Partial Dentures have their pros and cons but they are an excellent restorative option for those who have one or more missing teeth but still have several healthy natural teeth in place. They can reduce the amount of stress placed on natural teeth, which can cause them to wear down or become crooked over time, and they can make it easier to eat, speak, and smile.

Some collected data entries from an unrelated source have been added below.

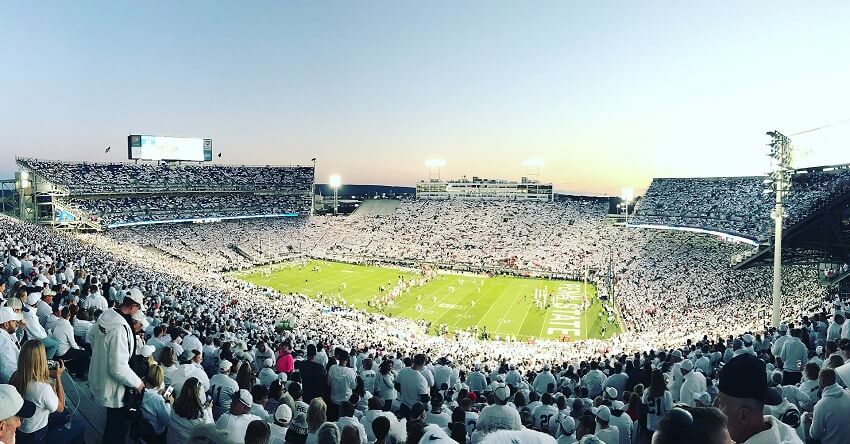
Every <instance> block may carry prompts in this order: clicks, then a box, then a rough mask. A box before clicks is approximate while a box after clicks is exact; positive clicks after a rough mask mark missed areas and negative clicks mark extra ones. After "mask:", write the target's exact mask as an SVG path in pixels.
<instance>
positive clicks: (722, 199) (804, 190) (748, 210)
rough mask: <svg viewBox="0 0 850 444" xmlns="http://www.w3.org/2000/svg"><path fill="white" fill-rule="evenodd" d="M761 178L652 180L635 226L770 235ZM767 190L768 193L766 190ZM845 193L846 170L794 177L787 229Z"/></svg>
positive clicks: (787, 202)
mask: <svg viewBox="0 0 850 444" xmlns="http://www.w3.org/2000/svg"><path fill="white" fill-rule="evenodd" d="M764 179H765V178H764V177H761V176H750V177H715V178H686V179H684V178H683V179H668V178H659V179H653V181H652V184H650V186H649V189H648V190H647V192H646V194H645V195H644V196H643V198H642V199H641V201H640V203H639V205H638V208H637V209H636V216H635V217H634V218H633V219H632V222H633V223H635V224H650V225H669V226H679V227H692V228H702V229H705V230H711V231H718V232H723V233H729V234H734V235H737V236H743V237H746V238H750V239H762V238H764V237H765V236H767V235H769V234H770V233H771V229H772V227H773V221H772V220H771V219H770V213H771V209H773V206H774V195H773V194H765V193H764V192H763V191H764V190H765V189H766V187H768V186H767V185H765V183H764ZM768 188H769V187H768ZM848 192H850V169H835V170H830V171H810V172H806V171H798V172H795V174H793V175H792V177H791V188H790V192H789V193H788V194H787V196H786V198H785V205H786V206H787V214H788V218H787V219H785V221H784V226H785V228H788V227H790V226H792V225H794V224H796V223H798V222H800V221H802V220H803V219H805V218H806V217H807V216H808V215H810V214H811V213H813V212H814V211H816V210H818V209H820V208H821V207H822V206H823V205H826V204H827V203H829V202H830V201H832V200H834V199H836V198H837V197H840V196H843V195H845V194H846V193H848Z"/></svg>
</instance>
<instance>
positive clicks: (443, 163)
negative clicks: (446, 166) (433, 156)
mask: <svg viewBox="0 0 850 444" xmlns="http://www.w3.org/2000/svg"><path fill="white" fill-rule="evenodd" d="M425 166H426V167H428V182H439V181H440V170H441V169H442V168H443V167H444V166H446V161H445V159H428V160H426V161H425ZM435 179H436V180H435Z"/></svg>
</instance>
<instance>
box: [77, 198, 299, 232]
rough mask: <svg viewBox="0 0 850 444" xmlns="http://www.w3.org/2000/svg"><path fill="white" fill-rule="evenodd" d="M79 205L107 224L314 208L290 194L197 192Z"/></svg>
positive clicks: (79, 203)
mask: <svg viewBox="0 0 850 444" xmlns="http://www.w3.org/2000/svg"><path fill="white" fill-rule="evenodd" d="M66 203H67V204H68V206H69V207H71V208H78V209H81V210H83V211H86V212H87V213H88V214H89V215H91V216H94V217H95V219H96V220H98V221H101V222H103V223H105V224H107V225H109V224H126V223H134V222H148V221H166V220H181V219H182V220H185V219H204V218H227V217H240V216H269V215H281V214H296V215H304V214H308V213H309V212H310V200H309V197H305V196H303V195H302V196H296V195H286V194H252V193H193V194H159V195H131V196H125V197H89V198H80V197H76V198H71V199H68V200H67V201H66Z"/></svg>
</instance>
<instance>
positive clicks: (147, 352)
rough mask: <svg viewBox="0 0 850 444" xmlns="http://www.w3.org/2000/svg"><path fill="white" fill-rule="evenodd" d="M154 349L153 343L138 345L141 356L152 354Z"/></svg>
mask: <svg viewBox="0 0 850 444" xmlns="http://www.w3.org/2000/svg"><path fill="white" fill-rule="evenodd" d="M155 350H156V348H154V346H153V345H143V346H141V347H139V354H140V355H142V357H145V358H149V357H150V356H151V355H153V352H154V351H155Z"/></svg>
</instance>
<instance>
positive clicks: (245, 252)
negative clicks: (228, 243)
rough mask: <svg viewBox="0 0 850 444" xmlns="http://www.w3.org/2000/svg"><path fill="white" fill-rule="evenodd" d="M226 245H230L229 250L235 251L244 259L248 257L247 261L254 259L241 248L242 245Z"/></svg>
mask: <svg viewBox="0 0 850 444" xmlns="http://www.w3.org/2000/svg"><path fill="white" fill-rule="evenodd" d="M228 247H230V249H231V250H233V251H235V252H236V253H237V254H239V255H240V256H242V257H244V258H245V259H248V260H249V261H252V262H253V261H254V257H253V256H251V255H250V254H248V252H247V251H245V250H243V249H242V247H240V246H239V245H237V244H230V245H228Z"/></svg>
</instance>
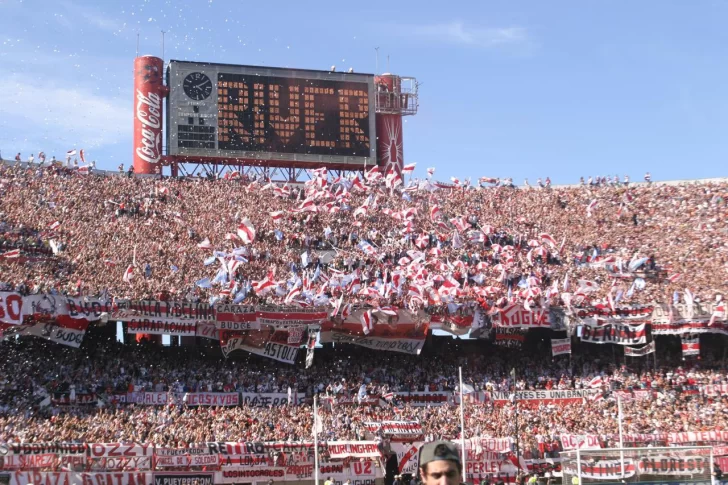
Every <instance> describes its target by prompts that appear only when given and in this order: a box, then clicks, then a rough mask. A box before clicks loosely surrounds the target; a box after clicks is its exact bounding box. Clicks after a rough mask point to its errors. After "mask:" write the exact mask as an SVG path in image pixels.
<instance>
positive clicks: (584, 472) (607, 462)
mask: <svg viewBox="0 0 728 485" xmlns="http://www.w3.org/2000/svg"><path fill="white" fill-rule="evenodd" d="M573 465H574V468H569V467H564V471H565V472H567V473H569V474H572V475H576V473H577V471H576V466H575V463H574V464H573ZM636 471H637V467H636V466H635V463H634V460H632V459H631V458H625V459H624V470H622V461H621V460H620V459H616V460H599V461H582V462H581V478H588V479H590V480H621V479H622V478H632V477H633V476H635V473H636Z"/></svg>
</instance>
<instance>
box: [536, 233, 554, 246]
mask: <svg viewBox="0 0 728 485" xmlns="http://www.w3.org/2000/svg"><path fill="white" fill-rule="evenodd" d="M538 237H539V238H540V239H541V242H545V243H547V244H549V245H551V247H552V248H555V247H556V239H554V238H553V236H551V234H547V233H545V232H542V233H541V234H539V235H538Z"/></svg>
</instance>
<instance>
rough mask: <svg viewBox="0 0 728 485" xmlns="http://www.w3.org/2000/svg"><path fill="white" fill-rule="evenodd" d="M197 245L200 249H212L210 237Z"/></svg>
mask: <svg viewBox="0 0 728 485" xmlns="http://www.w3.org/2000/svg"><path fill="white" fill-rule="evenodd" d="M197 247H198V248H200V249H212V244H211V243H210V239H209V238H205V240H204V241H202V242H201V243H199V244H198V245H197Z"/></svg>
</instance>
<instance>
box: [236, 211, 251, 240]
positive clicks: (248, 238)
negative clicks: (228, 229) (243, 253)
mask: <svg viewBox="0 0 728 485" xmlns="http://www.w3.org/2000/svg"><path fill="white" fill-rule="evenodd" d="M238 236H240V240H241V241H243V244H250V243H252V242H253V241H254V240H255V228H254V227H253V223H252V222H250V219H248V218H247V217H246V218H245V219H243V222H242V224H240V225H239V226H238Z"/></svg>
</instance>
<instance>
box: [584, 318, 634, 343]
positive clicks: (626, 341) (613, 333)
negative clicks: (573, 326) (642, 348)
mask: <svg viewBox="0 0 728 485" xmlns="http://www.w3.org/2000/svg"><path fill="white" fill-rule="evenodd" d="M581 341H582V342H590V343H594V344H617V345H641V344H644V343H647V332H646V331H645V324H644V323H642V324H639V325H628V324H624V323H607V324H606V325H599V324H597V323H596V322H595V321H593V320H592V321H589V319H586V320H585V321H584V323H583V324H582V326H581Z"/></svg>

Like any dental appliance, there is a learning curve when it comes to wearing and eating with Partial Dentures. However, once a patient gets comfortable with this restorative solution they can enjoy their full benefits.
In addition to reducing the stress on remaining natural teeth, Partial Dentures can also help keep the jaw bone and oral tissues stimulated which can prevent them from shrinking or becoming swollen over time. In addition, they can boost a person’s confidence by providing them with a natural-looking smile that can improve their self-esteem and overall quality of life.
Those considering Partial Dentures should first have a comprehensive exam to determine the state of their mouth and any active dental disease present. This will allow a dentist to ensure the partial denture fits well and does not cause any additional stress on natural teeth or create sore spots in the gums.
The three main types of Partial Dentures are Cast Framework, Flexible, and Implant-Attached. Cast metal framework partials are considered the “gold standard” and provide the best fit, longest-lasting partial. They have a thin metal base that holds the acrylic gums and plastic teeth and are held in place by clasps that attach to existing natural teeth. Many patients say that they are the most comfortable partials to wear as well.
Another common choice is Flexible Partials which are made from thin, lightweight thermoplastics and do not have visible metal clips. However, these dentures can break easily and are more bulky than their metal counterparts. They are also prone to fracturing and have been known to irritate the gums in some cases.
In addition to soaking your partial dentures in water or denture solution at night, it is important to brush them daily with a toothbrush and toothpaste that is designed for use on artificial teeth. Regular cleaning and care can help to prevent bacteria buildup that could lead to plaque and tartar, which may require a trip to the dentist for a professional clean.